Брунетти вспомнил, какая толпа была в тот вечер, когда они с Паолой дожидались Флавию.
Клаудиа продолжала:
– Он говорит, что хуже всего – за час до представления, когда все начинают приходить. Особенно если идет такая опера, как Тоска: с хором и со вторым детским хором. Можешь представить себе это безумие. – Прежде чем комиссар успел вставить слово, Гриффони продолжила: – Примерно то же самое – после спектакля, когда зрители собираются в вестибюле и ждут певцов.
– А что с цветами? – спросил Брунетти.
– Капельдинер мало что запомнил, только то, что их принесли двое мужчин.
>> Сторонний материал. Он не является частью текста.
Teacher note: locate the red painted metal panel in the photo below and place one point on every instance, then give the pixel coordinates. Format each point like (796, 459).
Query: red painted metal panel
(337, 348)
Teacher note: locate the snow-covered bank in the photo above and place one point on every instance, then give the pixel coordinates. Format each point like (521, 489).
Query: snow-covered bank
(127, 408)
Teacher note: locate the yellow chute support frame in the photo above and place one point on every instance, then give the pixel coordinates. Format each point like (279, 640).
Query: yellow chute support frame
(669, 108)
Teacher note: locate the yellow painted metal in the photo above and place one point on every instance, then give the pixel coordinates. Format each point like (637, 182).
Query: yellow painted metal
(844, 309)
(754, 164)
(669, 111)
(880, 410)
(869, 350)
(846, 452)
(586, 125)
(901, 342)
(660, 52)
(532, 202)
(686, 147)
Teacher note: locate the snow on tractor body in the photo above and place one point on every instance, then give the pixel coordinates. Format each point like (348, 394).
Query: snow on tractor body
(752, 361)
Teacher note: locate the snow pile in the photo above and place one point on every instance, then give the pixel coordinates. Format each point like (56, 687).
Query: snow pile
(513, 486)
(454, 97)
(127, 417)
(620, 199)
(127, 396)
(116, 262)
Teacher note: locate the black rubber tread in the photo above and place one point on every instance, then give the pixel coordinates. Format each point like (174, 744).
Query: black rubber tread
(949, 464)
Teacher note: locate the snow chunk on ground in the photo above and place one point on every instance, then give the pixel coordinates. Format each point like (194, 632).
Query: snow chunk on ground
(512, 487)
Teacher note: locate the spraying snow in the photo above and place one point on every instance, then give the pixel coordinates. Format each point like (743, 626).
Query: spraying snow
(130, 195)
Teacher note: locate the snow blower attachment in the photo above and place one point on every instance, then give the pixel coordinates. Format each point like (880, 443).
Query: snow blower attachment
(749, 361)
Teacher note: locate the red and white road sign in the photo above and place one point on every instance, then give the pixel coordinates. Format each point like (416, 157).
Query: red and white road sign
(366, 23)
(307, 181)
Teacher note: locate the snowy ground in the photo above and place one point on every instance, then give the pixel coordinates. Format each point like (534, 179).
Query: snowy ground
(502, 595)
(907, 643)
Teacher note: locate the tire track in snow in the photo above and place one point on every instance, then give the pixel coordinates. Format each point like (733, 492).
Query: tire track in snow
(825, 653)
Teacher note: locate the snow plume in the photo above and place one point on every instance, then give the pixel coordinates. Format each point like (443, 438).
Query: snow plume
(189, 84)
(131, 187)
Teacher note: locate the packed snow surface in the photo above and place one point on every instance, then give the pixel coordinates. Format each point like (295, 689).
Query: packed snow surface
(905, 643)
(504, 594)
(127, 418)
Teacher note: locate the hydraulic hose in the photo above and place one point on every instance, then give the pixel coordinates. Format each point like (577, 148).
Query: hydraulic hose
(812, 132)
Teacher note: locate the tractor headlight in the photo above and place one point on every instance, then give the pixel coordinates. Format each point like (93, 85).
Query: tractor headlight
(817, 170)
Костюмерша синьоры Петрелли и та дама, которая ведает париками, не замечали ничего такого, пока не закончился спектакль и они не увидели в гримерке у певицы эти розы. Я разговаривала с рабочими сцены. Никто не заметил ничего необычного.
– Но кто-то же умудрился попасть в гримерную синьоры Петрелли с цветами!
– И вазами, – уточнила Клаудиа. – Это если все, что сказала костюмерша, правда.
– И кто-то пронес еще охапку цветов в боковую ложу и оттуда бросал их Флавии на сцену, – сказал Брунетти, который видел это собственными глазами. – Как это могло произойти?
– Может, это сделал сам капельдинер. Кто знает? – И Клаудиа добавила: – Или же этому тайному поклоннику помог друг. Если у сумасшедших бывают друзья.
Понимая, что большего из этой темы не выжмешь, Брунетти решил ее сменить.
– А что насчет Альвизе?
– Он представился пострадавшей и сказал, что его прислали присматривать за ней, чтобы никто ее не побеспокоил.
Не было необходимости объяснять, что Альвизе и конспирация – вещи несовместные, Брунетти и сам это знал.
– Сколько времени он там проводит? – спросил комиссар.
– Сказал мне, что будет находиться в больнице в часы посещений: с десяти утра до часу дня и с четырех до семи.
– А остальное время?
Гриффони лишь передернула плечами. Альвизе был в своем репертуаре!
– Он не подумал, что с девушкой что-то может случиться в другое время.
– Не подумал, – согласился Брунетти. – Действительно, ну с чего бы вдруг?
– По-твоему, эта девушка в безопасности? – не удержалась от вопроса Клаудиа.
– Понятия не имею. Но сама она думает именно так, и ей, наверное, от этого легче. Все равно сейчас некому поручить ее охрану, кроме Альвизе.
В кабинете установилась комфортная тишина, возможная только между коллегами, которые подружились за долгие годы сотрудничества. Потом в окно ворвался рев приближающегося с правой стороны судна.